The five Indian women who have made it to the exclusive group are Booker Prize winner Roy; Satpute, a human rights advocate working to help poor women in India at risk of dying in childbirth; ecofeminist Vandana Shiva; Aparajita Gogoi, who is coordinator of the White Ribbon Alliance for Safe Motherhood in India and Sampat Pal Devi, leader of an all women vigilante force called Gulabi Gang.
The Guardian released the list March 8, being celebrated as International Women's Day.
Roy, who authored "The God of Small Things" and calls herself a "natural born feminist", is described as one of India's most important polemicists.
The Guardian report said that she has not published a second novel and has instead shone the spotlight on the dark side of the subcontinent.
Sampat Pal Devi, who leads the Gulabi gang in northern India, is listed in the section of Activists and Campaigners.
The all-women force dressed in pink saris wields bamboo sticks.

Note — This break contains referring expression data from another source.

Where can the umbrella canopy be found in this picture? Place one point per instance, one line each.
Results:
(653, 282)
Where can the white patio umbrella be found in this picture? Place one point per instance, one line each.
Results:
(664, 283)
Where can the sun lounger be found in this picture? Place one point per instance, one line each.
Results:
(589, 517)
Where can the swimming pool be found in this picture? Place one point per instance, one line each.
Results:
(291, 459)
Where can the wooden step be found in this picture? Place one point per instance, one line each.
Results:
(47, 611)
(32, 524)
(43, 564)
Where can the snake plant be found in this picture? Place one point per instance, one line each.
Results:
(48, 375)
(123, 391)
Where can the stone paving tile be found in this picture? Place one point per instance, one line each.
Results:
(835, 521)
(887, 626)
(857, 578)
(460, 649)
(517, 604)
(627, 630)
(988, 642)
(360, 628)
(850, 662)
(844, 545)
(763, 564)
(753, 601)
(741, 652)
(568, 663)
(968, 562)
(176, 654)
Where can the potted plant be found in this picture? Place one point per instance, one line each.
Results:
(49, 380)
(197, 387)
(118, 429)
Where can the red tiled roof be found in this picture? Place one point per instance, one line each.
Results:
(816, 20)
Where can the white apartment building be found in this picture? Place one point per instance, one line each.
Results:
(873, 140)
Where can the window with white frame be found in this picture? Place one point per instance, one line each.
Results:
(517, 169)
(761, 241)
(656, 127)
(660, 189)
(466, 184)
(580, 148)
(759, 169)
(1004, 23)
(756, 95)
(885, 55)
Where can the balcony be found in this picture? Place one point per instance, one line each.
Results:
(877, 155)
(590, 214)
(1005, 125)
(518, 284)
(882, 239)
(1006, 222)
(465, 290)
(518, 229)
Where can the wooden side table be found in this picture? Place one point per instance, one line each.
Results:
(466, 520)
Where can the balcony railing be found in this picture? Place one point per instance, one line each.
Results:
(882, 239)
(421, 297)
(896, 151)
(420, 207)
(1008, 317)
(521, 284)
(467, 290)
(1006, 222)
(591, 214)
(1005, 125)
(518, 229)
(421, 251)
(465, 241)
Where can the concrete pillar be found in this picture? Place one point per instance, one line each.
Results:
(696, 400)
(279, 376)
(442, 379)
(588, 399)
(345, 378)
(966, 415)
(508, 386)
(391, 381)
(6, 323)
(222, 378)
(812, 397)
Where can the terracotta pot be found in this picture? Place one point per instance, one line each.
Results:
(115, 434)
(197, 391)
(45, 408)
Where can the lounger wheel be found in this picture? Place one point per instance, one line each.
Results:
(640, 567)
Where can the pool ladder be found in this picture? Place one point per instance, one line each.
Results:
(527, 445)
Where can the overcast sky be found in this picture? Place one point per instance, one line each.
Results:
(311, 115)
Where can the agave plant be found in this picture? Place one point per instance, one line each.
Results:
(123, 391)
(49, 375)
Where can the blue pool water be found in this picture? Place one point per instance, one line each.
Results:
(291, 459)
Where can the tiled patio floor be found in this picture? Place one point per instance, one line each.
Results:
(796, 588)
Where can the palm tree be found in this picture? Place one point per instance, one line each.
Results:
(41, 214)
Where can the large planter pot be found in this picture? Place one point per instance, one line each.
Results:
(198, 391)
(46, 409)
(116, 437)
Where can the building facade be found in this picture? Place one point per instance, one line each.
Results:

One day she saw a man beating his wife in India's Uttar Pradesh state and she begged him to stop. He didn't. She returned the next day with a group of women and beat him like he had beaten his wife. The Gulabi gang had been formed, the report said.
She has a list of criminal charges against her but the number of gang members is growing. It now has around 20,000 members. "Village society in India is loaded against women," she says.
Shiva, a renowned name in global circles who believes feminism and environmentalism are inseparable, is quoted as saying: "Women who produce for their families and communities are treated as 'non-productive' and economically inactive. The devaluation of women's work, and of work done in sustainable economies, is the natural outcome of a system constructed by capitalist patriarchy. This is how globalisation destroys local economies and destruction itself is counted as growth."
Indian-origin filmmaker Mira Nair is there in the list. She made "The Namesake", "Amelia" and "Monsoon Wedding" and her movie "Salaam Bombay" won awards at Cannes, and led to her setting up a children's charity. She went on to become the first woman to win the Golden Lion at the Venice film festival.
In the field of business, Indian-origin PepsiCo chief Indra Nooyi finds mention.
Nooyi is keen to help women up the business ladder, the media report said.
"If you are a woman and especially a person of colour, there are two strikes against you," Indra Nooyi had said. "Immigrant, person of colour, and woman, three strikes against you . . . So I would work extra hard at it. More hours, yes. More sacrifices and trade-offs, yes. That has been the journey."
She grew up in what she calls a "humble middle-class" environment in South India and worked hard to reach a pay-packet of $10.66 million last year.
Another Indian-origin woman on the list is Pragna Patel, founding member of Southall Black Sisters, which the media report described as a landmark organisation in the history of black and Asian feminism.
The charity campaigns for and offers practical support to women escaping domestic violence and forced marriages.
Britain-based Jasvinder Sanghera, director of Karma Nirvana, which is a charity helping victims of forced marriages and 'honour' violence, also finds mention in the list.
She had run away from home at 15 to avoid a forced marriage and set up the charity after her elder sister, who was afraid of her abusive husband and killed herself in 1987.